The tool design is the part I’d point an engineer at. Like Zodex, the agent gets a small, deliberate tool surface, schedule an appointment and search the knowledge base, rather than a sprawling API. And the knowledge-search tool is scoped twice: configured source IDs are intersected against the team’s actually-owned sources before they’re ever named in the instructions, and then the tool-execution layer refuses out-of-scope IDs anyway, because model instructions are not a security boundary. They’re a suggestion the model usually takes. The six operating modes (support, cold-calling, collections, appointment-setting, onboarding, retention) are typed template data rather than branches scattered through the UI, so a new mode is a new record, not a new if.

Delegate the commodity, own the mapping

Two integration decisions I’d defend. The knowledge base leans on OpenAI’s managed vector stores for the live path: files go to R2, get uploaded to OpenAI, and the app keeps only operational metadata in its own tables. Owning a perfect vector pipeline was never the mission; making knowledge safely available to a realtime agent was. The upload path even cleans up its own R2 object if the OpenAI registration fails afterward, so a half-failed upload doesn’t orphan storage.

And CRM sync never pollutes the domain tables: no hubspotId, salesforceId, or pipedriveId bolted onto every lead. External IDs live in one mapping table keyed by team, provider, entity type, and entity ID, and call-outcome sync writes the provider’s activity ID back into that same mapping. Four CRMs coexist while the core schema stays provider-neutral: the same adapter-normalizes-external-chaos move as the telephony layer, one floor down.

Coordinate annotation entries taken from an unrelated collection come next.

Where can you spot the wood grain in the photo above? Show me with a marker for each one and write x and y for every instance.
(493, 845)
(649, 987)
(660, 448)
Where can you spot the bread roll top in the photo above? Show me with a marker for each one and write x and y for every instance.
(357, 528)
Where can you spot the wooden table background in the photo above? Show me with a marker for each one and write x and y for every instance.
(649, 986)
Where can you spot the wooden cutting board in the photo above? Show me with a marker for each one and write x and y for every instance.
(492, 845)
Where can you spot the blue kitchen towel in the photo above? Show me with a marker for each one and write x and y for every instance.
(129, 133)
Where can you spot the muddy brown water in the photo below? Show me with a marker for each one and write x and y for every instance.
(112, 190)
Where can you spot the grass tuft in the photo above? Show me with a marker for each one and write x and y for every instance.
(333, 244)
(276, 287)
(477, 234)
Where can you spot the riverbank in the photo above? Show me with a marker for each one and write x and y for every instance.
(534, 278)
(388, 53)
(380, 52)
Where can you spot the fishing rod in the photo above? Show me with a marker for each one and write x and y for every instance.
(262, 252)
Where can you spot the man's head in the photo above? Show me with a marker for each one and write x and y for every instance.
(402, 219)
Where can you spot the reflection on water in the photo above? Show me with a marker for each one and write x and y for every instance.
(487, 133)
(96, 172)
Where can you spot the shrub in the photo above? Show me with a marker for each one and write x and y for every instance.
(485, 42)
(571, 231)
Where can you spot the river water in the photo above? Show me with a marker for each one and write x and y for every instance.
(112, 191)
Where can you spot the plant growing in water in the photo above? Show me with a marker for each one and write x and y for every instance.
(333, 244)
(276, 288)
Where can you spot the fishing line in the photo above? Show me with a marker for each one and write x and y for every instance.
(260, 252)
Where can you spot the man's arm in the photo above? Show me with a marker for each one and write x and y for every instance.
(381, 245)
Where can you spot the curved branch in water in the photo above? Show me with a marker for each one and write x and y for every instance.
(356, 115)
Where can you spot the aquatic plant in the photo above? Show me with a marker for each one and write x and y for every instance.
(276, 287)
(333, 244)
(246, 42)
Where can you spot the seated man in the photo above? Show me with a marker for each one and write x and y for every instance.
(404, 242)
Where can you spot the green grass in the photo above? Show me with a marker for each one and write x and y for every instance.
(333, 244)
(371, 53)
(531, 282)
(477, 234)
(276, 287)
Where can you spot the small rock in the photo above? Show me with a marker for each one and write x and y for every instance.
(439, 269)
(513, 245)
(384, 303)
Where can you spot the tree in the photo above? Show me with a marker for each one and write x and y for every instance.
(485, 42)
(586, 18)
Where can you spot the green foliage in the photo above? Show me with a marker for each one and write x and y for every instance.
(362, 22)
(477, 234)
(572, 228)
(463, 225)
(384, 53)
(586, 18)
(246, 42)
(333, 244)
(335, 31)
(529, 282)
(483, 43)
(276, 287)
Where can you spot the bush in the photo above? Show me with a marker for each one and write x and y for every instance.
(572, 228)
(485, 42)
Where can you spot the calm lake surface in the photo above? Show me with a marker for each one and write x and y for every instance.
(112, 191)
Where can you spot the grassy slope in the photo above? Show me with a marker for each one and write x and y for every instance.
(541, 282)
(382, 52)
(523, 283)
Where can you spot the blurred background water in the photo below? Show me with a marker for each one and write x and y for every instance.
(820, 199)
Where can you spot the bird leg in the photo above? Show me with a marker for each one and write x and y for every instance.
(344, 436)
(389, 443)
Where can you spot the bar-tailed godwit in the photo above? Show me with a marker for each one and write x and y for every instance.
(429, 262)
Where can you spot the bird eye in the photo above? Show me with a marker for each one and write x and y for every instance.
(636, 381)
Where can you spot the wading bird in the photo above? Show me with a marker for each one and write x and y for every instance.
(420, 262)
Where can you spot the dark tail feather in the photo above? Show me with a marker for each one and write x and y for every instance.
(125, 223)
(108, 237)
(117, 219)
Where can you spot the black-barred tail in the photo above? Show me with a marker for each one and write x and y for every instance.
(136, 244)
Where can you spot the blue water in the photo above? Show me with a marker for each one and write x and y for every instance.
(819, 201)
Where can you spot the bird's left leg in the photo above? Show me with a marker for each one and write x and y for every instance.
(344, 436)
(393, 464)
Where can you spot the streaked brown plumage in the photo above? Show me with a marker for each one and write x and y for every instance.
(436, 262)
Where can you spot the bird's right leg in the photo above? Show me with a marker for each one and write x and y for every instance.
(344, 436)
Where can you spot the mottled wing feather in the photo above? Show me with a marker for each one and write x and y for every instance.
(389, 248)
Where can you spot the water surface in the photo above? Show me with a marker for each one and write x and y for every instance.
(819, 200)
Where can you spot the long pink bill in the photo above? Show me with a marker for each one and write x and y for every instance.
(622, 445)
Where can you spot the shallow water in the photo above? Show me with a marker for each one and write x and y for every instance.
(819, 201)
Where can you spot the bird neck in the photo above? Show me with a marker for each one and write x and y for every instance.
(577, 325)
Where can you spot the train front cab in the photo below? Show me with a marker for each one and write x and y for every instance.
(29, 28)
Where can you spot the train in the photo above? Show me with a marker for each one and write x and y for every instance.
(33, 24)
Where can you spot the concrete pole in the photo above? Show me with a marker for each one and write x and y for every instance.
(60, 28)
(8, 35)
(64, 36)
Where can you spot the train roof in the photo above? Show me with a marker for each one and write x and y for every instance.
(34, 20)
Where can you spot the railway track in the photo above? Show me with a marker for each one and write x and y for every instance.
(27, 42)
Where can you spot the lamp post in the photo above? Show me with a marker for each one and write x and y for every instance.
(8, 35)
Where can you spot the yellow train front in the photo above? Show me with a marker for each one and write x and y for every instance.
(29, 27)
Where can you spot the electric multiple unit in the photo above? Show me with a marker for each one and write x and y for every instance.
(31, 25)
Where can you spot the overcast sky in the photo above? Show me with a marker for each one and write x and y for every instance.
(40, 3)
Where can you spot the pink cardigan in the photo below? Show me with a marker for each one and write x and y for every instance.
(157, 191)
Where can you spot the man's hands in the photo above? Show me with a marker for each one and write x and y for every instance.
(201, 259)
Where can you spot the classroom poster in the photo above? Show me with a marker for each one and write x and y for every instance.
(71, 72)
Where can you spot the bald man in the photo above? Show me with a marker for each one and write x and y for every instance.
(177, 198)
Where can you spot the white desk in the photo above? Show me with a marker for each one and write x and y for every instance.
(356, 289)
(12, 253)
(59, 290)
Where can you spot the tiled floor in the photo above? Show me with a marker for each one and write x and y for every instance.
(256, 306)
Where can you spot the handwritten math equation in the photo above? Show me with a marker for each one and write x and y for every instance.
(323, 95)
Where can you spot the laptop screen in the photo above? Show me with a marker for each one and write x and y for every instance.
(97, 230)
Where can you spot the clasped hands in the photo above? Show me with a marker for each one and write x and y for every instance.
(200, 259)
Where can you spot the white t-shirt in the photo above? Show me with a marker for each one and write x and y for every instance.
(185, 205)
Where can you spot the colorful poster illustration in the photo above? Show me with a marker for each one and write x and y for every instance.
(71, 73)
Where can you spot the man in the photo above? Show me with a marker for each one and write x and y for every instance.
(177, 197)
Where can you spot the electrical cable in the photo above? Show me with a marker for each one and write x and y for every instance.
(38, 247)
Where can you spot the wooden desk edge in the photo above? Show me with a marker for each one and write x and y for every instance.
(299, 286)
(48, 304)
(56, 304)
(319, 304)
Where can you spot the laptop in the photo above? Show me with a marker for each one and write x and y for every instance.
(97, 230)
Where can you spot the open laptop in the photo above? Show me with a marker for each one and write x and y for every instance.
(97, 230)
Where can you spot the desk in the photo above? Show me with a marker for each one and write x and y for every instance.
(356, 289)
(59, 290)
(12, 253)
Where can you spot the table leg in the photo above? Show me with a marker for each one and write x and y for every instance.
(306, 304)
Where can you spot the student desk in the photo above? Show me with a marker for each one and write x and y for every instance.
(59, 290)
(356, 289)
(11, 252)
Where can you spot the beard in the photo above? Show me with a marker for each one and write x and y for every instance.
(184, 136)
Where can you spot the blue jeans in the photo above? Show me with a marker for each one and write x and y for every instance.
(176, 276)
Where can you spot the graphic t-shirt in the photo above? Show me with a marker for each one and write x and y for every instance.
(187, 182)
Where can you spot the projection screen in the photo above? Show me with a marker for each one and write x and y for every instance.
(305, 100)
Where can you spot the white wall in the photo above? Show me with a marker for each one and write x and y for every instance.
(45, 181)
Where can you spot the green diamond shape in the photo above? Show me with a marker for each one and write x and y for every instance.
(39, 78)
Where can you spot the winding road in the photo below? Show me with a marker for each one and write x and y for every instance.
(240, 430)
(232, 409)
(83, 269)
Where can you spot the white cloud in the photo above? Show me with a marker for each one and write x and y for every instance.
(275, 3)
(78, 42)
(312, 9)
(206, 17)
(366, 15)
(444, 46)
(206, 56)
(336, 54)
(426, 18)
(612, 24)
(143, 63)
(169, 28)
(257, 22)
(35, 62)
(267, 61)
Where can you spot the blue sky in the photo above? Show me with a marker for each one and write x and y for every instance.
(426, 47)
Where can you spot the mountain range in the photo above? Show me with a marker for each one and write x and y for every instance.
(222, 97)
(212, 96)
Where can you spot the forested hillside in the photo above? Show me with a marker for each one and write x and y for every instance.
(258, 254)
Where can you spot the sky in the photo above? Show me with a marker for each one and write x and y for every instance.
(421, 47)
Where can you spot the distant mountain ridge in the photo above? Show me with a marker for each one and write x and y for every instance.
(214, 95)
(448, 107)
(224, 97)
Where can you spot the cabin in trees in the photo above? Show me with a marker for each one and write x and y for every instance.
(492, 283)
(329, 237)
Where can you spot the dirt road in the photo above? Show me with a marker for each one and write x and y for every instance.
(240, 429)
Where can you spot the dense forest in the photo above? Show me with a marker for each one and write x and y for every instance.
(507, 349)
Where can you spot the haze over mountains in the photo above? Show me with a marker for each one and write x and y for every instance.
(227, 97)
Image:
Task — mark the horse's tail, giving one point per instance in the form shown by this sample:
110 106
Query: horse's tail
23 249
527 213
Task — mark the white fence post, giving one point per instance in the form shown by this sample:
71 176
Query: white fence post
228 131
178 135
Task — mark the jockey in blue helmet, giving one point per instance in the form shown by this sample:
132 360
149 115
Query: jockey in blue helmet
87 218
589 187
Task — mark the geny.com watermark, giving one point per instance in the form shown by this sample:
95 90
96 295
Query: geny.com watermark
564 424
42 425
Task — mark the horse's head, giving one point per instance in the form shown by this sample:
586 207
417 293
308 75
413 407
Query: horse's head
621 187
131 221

Safe by default, because a bug here calls real people

Outbound telephony is the rare web feature where a bug dials a real human. So the dangerous side effect is opt-in at every layer: real call execution requires an explicit CALL_EXECUTION_ENABLED=true, the processing endpoints require bearer secrets, unsigned webhooks are a documented dev-only escape hatch that’s off by default, signup is gated behind an env flag, and the mock telephony provider is the default. A fresh clone explores the entire product without ringing anyone. That costs setup friction, and it’s the correct trade for a self-hosted app that can spend real money on real calls. Every integration past the database/auth baseline is optional and degrades only its own feature; the core app comes up with nothing but a database, an auth secret, and a URL.

What it proves

The domain model spans teams, leads, campaigns, calls, telephony state, agents, knowledge, CRM mappings, calendars, and audit logs, with checked-in migrations and multi-tenant scoping throughout. What I’m proud of isn’t any single feature. It’s that the flashy part, an AI that talks on the phone, sits inside a real operations product with the boring, necessary things done properly: pipelines, queues, reconciliation, scheduling, safety gates. Anyone can wire a voice model to a phone number. Building the thing a sales team could actually run their outbound on is a different job, and that’s the one this project does.

The stack

Next.js and Bun, Drizzle over PostgreSQL, Better Auth with team-scoped access, OpenAI Realtime for in-browser and on-call voice, Cloudflare R2 for file storage, OpenAI vector stores for knowledge search, Cal.com for scheduling, and telephony across Twilio, Telnyx, and Vonage behind one adapter interface, with a mock provider as the default so nothing calls a real number until you say so.